In article <20071114023624.GE4057@[EMAIL PROTECTED]
>,
Robbert Haarman <comp.lang.misc@[EMAIL PROTECTED]
> wrote:
> [...] I don't know about you, but I feel programming is largely the
>automation of recurring tasks, with the purpose of reducing the amount
>of work we need to do. Imposing extra work on programmers on a language
>level, then, is a pity. [...]
Well, up to a point. "Clearly", if a task *is* recurring,
then [good] programmers should recognise this, and [good] languages
should enable this recurrence to be factored out [procedures, loops,
macros, file inclusion, ...]. But is not programming primarily the
expression of an algorithm [or similar] in a convenient but somewhat
formal language? Usually, this will be for execution by a computer,
but the same concept is also useful for human execution and for
didactic purposes.
Reducing the amount of work a programmer has to do is
*one* of the aims of a good language. Other may include clarity
of expression, efficiency of execution, bug resistance, ease of
translation [into m/c code or another HLL], ....

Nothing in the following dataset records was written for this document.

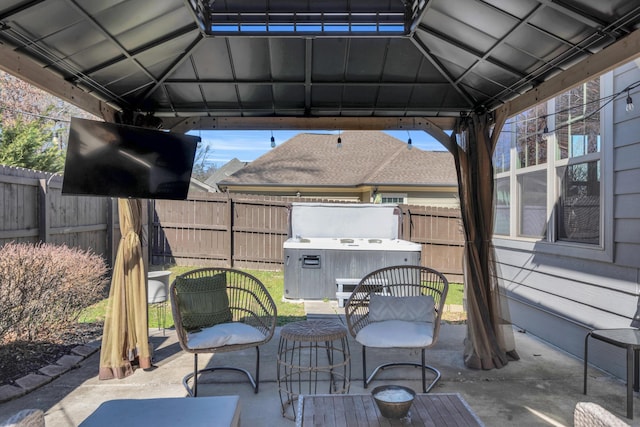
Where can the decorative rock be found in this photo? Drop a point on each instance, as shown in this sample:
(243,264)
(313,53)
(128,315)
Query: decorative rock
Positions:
(33,381)
(54,370)
(8,392)
(69,360)
(83,350)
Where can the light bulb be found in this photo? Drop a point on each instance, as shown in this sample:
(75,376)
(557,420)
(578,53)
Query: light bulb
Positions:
(629,106)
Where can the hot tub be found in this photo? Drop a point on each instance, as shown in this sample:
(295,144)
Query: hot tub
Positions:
(341,241)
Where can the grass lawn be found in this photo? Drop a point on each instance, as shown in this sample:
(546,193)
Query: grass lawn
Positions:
(274,282)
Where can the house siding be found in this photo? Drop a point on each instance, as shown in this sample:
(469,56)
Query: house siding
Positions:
(560,297)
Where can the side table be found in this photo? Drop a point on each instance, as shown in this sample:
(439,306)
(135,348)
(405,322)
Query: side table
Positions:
(310,352)
(628,338)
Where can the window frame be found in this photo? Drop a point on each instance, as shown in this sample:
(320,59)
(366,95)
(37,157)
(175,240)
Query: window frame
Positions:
(550,244)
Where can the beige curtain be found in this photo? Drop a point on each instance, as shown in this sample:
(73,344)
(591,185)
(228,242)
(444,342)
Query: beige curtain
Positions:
(125,339)
(489,343)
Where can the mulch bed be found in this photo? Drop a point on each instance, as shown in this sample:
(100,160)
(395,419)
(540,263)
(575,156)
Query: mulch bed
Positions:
(20,358)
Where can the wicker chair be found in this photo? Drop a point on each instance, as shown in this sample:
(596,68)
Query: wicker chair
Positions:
(398,307)
(219,310)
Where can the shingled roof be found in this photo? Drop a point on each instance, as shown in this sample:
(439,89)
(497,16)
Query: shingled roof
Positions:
(365,158)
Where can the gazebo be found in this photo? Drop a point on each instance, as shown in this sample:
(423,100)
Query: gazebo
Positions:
(455,69)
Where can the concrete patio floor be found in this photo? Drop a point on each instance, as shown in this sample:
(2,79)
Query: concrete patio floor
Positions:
(541,389)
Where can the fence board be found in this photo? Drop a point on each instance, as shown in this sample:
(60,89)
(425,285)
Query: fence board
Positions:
(209,229)
(34,210)
(247,231)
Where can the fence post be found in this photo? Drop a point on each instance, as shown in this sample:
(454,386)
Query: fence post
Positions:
(230,209)
(44,215)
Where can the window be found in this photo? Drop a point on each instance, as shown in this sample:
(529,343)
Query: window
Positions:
(503,207)
(533,204)
(579,203)
(555,186)
(393,198)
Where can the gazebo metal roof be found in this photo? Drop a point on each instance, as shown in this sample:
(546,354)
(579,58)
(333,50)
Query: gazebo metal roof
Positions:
(309,64)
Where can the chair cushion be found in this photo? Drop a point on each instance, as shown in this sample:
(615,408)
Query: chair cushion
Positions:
(203,301)
(224,334)
(396,333)
(411,309)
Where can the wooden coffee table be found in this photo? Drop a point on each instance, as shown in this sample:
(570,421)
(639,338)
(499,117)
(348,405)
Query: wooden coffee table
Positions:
(348,410)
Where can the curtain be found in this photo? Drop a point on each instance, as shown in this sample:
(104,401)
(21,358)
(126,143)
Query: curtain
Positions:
(489,342)
(125,338)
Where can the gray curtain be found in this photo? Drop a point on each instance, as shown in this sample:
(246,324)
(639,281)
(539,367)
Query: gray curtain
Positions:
(489,343)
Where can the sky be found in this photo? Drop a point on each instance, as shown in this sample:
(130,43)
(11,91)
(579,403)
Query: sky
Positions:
(247,146)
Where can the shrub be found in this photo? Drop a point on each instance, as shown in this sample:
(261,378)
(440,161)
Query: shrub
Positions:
(44,287)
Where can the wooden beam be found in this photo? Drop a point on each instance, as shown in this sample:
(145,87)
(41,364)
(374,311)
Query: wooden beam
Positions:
(615,55)
(30,71)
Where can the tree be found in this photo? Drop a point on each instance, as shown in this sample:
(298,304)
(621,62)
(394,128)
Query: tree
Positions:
(34,125)
(201,168)
(30,145)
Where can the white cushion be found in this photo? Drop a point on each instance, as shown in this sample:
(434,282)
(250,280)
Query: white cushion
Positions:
(396,333)
(224,334)
(412,309)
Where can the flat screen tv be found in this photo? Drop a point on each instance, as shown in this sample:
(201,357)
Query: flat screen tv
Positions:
(109,159)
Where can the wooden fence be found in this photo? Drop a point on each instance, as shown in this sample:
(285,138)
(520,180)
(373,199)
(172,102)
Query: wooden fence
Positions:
(34,210)
(249,232)
(206,230)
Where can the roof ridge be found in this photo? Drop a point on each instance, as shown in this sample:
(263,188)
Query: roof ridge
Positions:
(383,165)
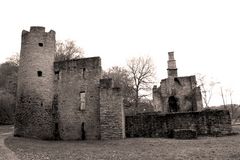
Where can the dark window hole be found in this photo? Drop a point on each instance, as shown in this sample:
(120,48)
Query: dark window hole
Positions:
(39,73)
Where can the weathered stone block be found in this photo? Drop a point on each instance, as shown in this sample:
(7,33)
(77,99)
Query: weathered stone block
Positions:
(184,134)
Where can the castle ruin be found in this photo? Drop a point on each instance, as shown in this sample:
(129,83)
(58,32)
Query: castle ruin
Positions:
(65,100)
(177,94)
(69,100)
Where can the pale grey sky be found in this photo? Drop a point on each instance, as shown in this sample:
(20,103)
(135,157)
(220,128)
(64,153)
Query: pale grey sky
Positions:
(204,34)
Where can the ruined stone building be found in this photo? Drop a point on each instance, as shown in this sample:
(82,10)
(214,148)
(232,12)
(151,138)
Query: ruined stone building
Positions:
(64,100)
(179,111)
(69,100)
(177,94)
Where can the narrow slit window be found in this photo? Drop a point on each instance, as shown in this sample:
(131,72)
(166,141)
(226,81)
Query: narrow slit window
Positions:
(39,73)
(84,70)
(82,101)
(57,75)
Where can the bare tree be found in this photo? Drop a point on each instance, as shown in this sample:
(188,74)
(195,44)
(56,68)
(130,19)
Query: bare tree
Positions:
(206,88)
(66,50)
(141,71)
(122,79)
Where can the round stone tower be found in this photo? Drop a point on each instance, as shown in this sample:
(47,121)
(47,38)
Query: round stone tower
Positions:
(35,91)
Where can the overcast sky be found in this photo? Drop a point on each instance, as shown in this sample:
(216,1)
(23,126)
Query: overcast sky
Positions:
(204,34)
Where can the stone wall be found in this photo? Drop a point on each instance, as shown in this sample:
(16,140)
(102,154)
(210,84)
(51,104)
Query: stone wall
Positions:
(112,119)
(71,79)
(33,117)
(209,122)
(183,88)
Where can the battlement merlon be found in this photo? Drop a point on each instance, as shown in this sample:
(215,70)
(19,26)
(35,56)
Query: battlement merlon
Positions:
(38,29)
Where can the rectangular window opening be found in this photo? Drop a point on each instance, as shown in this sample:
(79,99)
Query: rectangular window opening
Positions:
(82,101)
(39,73)
(84,70)
(57,74)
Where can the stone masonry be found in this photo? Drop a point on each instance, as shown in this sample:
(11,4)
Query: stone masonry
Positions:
(63,100)
(177,94)
(112,123)
(156,124)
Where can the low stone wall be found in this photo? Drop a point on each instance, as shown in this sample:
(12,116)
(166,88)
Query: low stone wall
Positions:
(207,122)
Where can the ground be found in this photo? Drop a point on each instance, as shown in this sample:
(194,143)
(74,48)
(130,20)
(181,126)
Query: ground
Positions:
(227,147)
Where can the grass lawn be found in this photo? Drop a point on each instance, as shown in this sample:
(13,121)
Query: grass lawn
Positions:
(227,147)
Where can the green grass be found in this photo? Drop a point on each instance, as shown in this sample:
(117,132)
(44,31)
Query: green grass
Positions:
(227,147)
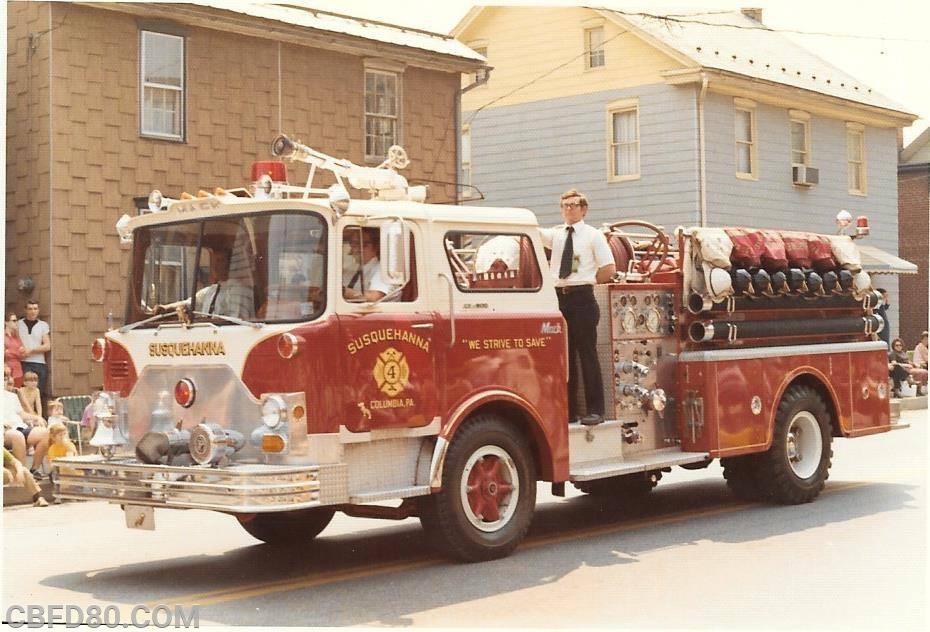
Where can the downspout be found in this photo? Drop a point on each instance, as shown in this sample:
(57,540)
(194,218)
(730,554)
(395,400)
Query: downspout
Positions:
(481,78)
(457,122)
(702,153)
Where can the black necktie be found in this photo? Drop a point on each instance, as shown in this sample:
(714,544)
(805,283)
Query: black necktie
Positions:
(213,301)
(568,253)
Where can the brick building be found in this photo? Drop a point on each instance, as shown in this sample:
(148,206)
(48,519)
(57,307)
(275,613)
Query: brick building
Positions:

Type inference is just another of the aspects of HLLs that
is sometimes good, sometimes bad. It's good if it saves you work
without compromising the clarity and bug-resistance of the code;
it's bad if it merely reduces typing at the expense of these things.
The real danger is, of course, if the compiler thinks all is well
with your code and has inferred one collection of types, while you
intended some different collection of types; but how likely this
is will depend on other features of the HLL concerned.
To quite a large extent, however, this is a sterile debate.
If it *matters* to you whether [as per the title of this thread]
we write "int i" or "var i: int" or "var i" [type inferred], then
I think you almost certainly have worse problems with your programs
and your programming than these to contend with.
--
Andy Walker, School of MathSci., Univ. of Nott'm, UK.